How to calculate predictions from exported trees?

User 2448 | 12/22/2015, 3:47:25 PM

I'm struggling to understand the relationship between the trees shown in random forest regression and boosted trees regression and the score returned by .predict()

I've made this ultra-simple example with two features, and one tree, to demonstrate:

import pandas as pd
import graphlab as gl
df = pd.DataFrame({'one': [1,3,2,4,3,5,4,6,5,7,6,8,7,9,10], 
                   'two': ['a', 'a', 'a', 'b', 'a', 'a', 'b', 
                           'a', 'b', 'b', 'a', 'b', 'a', 'b', 'b'],
                   'target': [0,1,2,3,4,5,6,7,8,9,10,11,12,13,14]})
sf = gl.SFrame(df)
model = gl.random_forest_regression.create(sf, 
                                           target='target', 
                                           features=['one', 'two'],
                                           num_trees = 1)
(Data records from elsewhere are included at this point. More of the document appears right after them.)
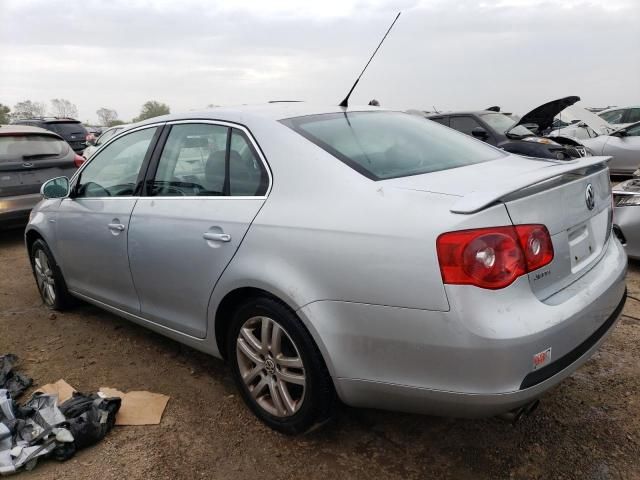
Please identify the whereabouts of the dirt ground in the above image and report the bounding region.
[0,231,640,480]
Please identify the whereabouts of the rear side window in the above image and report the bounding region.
[147,123,269,197]
[450,117,482,135]
[0,135,69,163]
[282,112,506,180]
[600,110,624,123]
[429,117,449,127]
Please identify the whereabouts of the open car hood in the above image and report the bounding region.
[505,95,580,133]
[558,105,616,135]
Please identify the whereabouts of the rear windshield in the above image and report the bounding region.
[0,135,69,163]
[48,122,87,140]
[282,112,505,180]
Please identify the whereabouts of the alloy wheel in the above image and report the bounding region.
[236,316,306,417]
[33,250,56,306]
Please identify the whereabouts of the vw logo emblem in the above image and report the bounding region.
[584,184,596,210]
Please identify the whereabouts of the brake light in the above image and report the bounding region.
[436,225,553,290]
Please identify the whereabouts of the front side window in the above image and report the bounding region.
[600,110,624,124]
[147,123,268,197]
[74,127,157,197]
[281,112,506,180]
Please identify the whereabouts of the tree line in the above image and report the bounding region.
[0,98,171,127]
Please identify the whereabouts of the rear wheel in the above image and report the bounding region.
[228,298,335,434]
[30,240,71,310]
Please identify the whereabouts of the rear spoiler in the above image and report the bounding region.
[450,157,611,215]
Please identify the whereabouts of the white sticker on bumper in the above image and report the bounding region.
[533,347,551,370]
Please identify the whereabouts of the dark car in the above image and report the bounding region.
[425,97,587,160]
[0,125,84,228]
[11,117,89,153]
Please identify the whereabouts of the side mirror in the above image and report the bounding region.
[471,127,489,140]
[40,177,69,199]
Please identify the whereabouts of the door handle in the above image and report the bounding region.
[107,223,124,232]
[202,232,231,242]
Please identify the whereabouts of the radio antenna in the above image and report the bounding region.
[340,12,402,108]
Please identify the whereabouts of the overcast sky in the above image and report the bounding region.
[0,0,640,121]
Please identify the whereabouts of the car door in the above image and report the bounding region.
[56,126,160,313]
[129,121,270,338]
[602,123,640,173]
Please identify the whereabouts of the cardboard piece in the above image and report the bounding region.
[36,379,76,405]
[100,387,169,425]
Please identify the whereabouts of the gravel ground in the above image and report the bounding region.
[0,231,640,480]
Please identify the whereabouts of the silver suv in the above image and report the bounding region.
[26,104,626,433]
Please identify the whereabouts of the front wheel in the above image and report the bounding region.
[228,298,335,434]
[30,240,71,310]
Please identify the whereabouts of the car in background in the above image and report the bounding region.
[0,125,84,227]
[11,117,89,153]
[25,103,627,434]
[598,105,640,128]
[425,102,586,160]
[82,124,131,159]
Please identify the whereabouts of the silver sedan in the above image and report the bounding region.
[26,103,626,433]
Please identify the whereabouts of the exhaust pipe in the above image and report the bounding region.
[498,399,540,425]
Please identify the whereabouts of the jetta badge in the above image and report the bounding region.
[584,184,596,210]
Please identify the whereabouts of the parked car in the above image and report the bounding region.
[418,99,587,160]
[0,125,84,228]
[25,103,626,433]
[598,105,640,128]
[82,124,131,158]
[582,122,640,175]
[11,117,88,153]
[545,101,640,175]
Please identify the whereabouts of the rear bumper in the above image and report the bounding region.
[0,193,42,225]
[300,239,626,417]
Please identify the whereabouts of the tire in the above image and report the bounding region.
[29,240,71,311]
[227,297,336,435]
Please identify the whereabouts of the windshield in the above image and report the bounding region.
[0,135,69,163]
[480,113,535,137]
[282,112,505,180]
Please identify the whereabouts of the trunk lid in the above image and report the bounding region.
[385,156,613,300]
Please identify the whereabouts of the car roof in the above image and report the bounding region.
[136,102,388,126]
[15,117,82,124]
[596,105,640,115]
[425,110,496,118]
[0,124,63,140]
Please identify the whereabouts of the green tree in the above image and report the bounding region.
[133,100,171,122]
[0,103,11,125]
[51,98,78,118]
[11,100,47,120]
[96,107,118,127]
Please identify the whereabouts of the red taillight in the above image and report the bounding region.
[436,225,553,289]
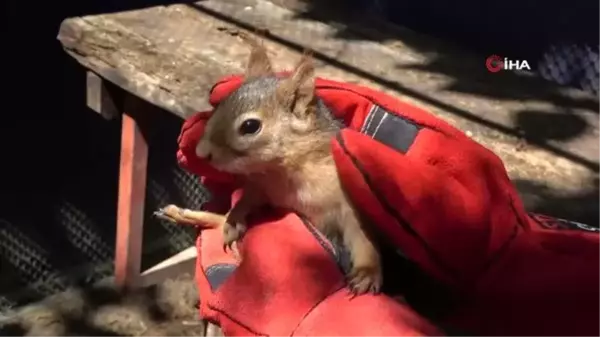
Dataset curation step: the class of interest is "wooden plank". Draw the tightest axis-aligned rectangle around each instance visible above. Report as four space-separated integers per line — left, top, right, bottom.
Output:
115 98 148 288
59 0 600 220
140 246 198 287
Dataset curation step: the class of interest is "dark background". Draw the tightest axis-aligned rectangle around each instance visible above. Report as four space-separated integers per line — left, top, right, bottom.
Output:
0 0 600 310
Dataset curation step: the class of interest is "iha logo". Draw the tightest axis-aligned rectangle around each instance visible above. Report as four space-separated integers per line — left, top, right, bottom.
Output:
485 55 531 73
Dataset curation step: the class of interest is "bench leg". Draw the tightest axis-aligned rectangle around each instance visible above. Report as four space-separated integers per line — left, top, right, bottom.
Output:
115 107 148 288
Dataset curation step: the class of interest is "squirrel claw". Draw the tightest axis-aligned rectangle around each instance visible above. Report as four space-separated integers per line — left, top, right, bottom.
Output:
348 267 382 297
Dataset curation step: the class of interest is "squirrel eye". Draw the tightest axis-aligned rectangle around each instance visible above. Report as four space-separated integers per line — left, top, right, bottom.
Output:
239 118 262 135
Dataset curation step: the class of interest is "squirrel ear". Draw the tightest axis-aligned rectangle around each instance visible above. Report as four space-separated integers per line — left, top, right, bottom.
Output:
239 32 275 79
277 51 317 117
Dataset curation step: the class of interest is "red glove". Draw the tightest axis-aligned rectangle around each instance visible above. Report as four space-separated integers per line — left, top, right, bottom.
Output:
188 190 443 337
179 77 600 336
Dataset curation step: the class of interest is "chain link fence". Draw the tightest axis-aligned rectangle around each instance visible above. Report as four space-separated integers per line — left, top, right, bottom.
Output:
0 112 207 313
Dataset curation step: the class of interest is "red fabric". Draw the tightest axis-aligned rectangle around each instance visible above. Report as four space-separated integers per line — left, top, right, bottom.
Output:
179 77 600 337
191 207 443 337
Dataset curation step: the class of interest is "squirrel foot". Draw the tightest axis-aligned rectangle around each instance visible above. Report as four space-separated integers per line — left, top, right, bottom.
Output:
348 265 383 295
223 213 246 250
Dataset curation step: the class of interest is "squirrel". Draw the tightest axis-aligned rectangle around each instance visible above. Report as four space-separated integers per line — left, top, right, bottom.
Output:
196 34 383 294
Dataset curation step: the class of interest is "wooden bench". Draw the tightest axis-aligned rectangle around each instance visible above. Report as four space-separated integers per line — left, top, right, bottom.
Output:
58 0 600 296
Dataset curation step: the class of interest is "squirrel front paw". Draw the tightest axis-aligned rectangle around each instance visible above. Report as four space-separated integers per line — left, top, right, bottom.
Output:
348 263 383 295
223 213 247 250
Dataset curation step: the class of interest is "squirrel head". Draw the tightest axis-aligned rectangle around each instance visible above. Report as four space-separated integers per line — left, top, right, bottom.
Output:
196 36 336 174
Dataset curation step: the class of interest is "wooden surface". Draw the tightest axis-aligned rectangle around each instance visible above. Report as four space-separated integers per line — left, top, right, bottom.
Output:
58 0 600 215
115 96 148 288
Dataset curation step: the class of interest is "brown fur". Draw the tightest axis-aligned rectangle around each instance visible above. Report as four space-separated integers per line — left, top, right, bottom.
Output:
196 35 382 293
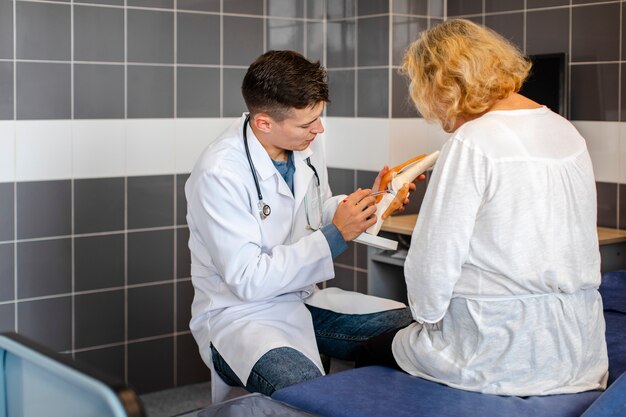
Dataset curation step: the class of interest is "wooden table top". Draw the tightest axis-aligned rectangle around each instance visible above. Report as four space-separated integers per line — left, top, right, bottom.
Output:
380 214 626 246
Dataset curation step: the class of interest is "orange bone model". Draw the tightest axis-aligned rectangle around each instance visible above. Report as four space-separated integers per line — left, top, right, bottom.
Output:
376 153 426 203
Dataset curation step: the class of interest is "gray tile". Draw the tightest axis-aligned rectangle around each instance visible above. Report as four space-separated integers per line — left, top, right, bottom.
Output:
74 178 124 234
223 0 263 15
74 346 125 381
357 0 391 16
222 68 247 117
267 0 306 17
15 2 71 61
333 242 356 267
74 290 125 349
128 175 174 229
391 16 428 66
74 64 124 119
620 64 626 122
596 182 617 227
74 6 124 62
222 16 263 67
74 233 126 291
176 67 220 117
618 184 626 229
485 13 524 51
447 0 483 17
128 284 174 340
326 265 355 291
306 0 326 20
176 334 210 385
326 20 356 68
126 0 174 9
326 70 356 117
128 337 173 394
0 303 15 332
176 0 220 12
526 0 569 9
306 22 324 63
16 62 72 119
356 69 389 117
328 168 356 195
127 9 174 64
128 230 174 285
391 71 421 118
526 9 569 54
17 296 72 351
176 227 191 278
0 243 15 302
176 280 194 332
267 19 304 54
0 182 15 242
572 3 620 62
326 0 356 19
424 0 446 19
570 64 619 121
17 239 72 299
176 174 189 225
16 180 72 239
0 1 13 58
176 13 221 65
485 0 525 13
357 16 389 67
127 65 174 118
80 0 124 6
0 61 13 120
392 0 429 16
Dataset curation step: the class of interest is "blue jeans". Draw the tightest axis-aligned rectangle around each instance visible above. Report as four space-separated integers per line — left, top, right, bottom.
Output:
211 305 413 396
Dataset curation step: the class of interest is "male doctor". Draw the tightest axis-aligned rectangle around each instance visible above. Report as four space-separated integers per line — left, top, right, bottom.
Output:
185 51 415 395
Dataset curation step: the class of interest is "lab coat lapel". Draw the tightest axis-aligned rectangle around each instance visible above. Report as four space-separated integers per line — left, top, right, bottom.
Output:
293 148 315 209
248 121 298 197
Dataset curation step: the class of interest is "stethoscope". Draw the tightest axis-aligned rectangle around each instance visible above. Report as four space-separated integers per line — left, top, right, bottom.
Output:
243 115 323 230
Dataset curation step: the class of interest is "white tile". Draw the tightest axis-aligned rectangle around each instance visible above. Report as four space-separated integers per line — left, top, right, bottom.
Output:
324 117 390 171
126 119 176 176
572 121 624 182
15 120 72 181
72 120 126 178
174 117 239 174
389 118 450 166
0 120 15 182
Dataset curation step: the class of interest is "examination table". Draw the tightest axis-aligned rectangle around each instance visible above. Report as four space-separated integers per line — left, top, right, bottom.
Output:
272 271 626 417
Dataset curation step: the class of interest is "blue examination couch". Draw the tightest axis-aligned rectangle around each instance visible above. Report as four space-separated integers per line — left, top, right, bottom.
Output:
272 271 626 417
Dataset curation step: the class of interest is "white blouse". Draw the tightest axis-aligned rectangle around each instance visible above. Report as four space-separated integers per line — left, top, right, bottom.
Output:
393 107 608 396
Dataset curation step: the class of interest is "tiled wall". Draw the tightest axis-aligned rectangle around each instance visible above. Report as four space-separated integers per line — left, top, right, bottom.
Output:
0 0 626 392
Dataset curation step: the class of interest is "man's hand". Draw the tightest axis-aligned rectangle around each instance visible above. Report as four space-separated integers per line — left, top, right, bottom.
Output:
333 188 376 242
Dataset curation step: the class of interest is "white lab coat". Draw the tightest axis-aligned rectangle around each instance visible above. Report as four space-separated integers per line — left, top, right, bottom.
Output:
185 117 344 384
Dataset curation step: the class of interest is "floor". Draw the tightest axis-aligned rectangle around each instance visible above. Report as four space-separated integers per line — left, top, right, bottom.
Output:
141 359 354 417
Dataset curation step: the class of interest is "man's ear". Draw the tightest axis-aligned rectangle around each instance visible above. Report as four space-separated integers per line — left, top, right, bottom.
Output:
252 113 274 133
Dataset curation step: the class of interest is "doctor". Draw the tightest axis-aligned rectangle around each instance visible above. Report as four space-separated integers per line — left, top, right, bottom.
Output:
185 51 415 395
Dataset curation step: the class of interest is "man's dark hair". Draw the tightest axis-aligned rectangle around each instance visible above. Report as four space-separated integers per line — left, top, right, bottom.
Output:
241 51 330 122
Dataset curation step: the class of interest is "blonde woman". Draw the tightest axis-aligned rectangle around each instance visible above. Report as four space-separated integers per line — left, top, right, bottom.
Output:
357 20 608 396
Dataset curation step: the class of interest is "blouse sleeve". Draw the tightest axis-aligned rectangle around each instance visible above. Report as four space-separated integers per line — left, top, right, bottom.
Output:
404 136 489 323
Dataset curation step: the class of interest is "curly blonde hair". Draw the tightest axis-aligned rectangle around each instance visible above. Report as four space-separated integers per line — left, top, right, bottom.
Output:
401 19 531 131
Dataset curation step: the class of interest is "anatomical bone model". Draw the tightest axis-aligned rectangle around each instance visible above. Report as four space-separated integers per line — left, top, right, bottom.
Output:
366 151 439 235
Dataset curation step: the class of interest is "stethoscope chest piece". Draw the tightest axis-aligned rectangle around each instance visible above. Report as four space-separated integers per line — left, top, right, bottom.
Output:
258 200 272 220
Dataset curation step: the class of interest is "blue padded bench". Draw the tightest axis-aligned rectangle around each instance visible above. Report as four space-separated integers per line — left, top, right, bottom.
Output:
272 271 626 417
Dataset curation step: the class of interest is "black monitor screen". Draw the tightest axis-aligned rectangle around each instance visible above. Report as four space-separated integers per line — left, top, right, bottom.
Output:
520 53 567 117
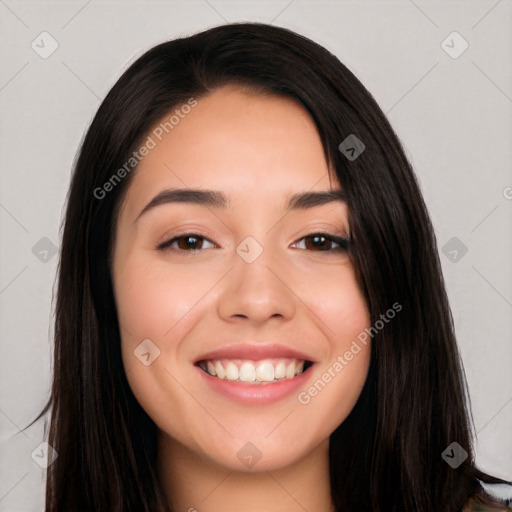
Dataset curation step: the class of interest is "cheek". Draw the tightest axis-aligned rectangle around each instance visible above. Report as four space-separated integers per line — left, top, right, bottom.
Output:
115 258 208 339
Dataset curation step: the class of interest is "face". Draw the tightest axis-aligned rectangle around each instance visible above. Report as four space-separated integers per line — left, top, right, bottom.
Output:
113 86 370 471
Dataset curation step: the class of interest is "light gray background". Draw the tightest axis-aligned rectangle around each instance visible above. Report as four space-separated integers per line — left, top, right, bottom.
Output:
0 0 512 512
model.predict({'one': 1, 'two': 'a'})
# returns 2.75

model.show(view="Tree", tree_id=0)

Why does model.predict return 2,75, when the tree does not contain a node with this value?

Comments

User 2448 | 12/22/2015, 4:07:58 PM

Update: it appears the only two possible outputs of model.predict() are 2.75 and 8.5625, both of which are 0.5 higher than the values of the tree leaves. Where does this 0.5 come from?


User 2156 | 12/22/2015, 8:37:51 PM

Hi,

The leaf node is a regressor. For any specific testing tuple such as model.predict({'one': 1, 'two': 'a'}) the score output is generated by the regressor while the regressor is trained off the data tuples of that branch.

The score on the leaf node is generated by all the tuples within that particular branch (average of the target I believe), therefore it can be different unless there is only one tuple in the training set for that branch.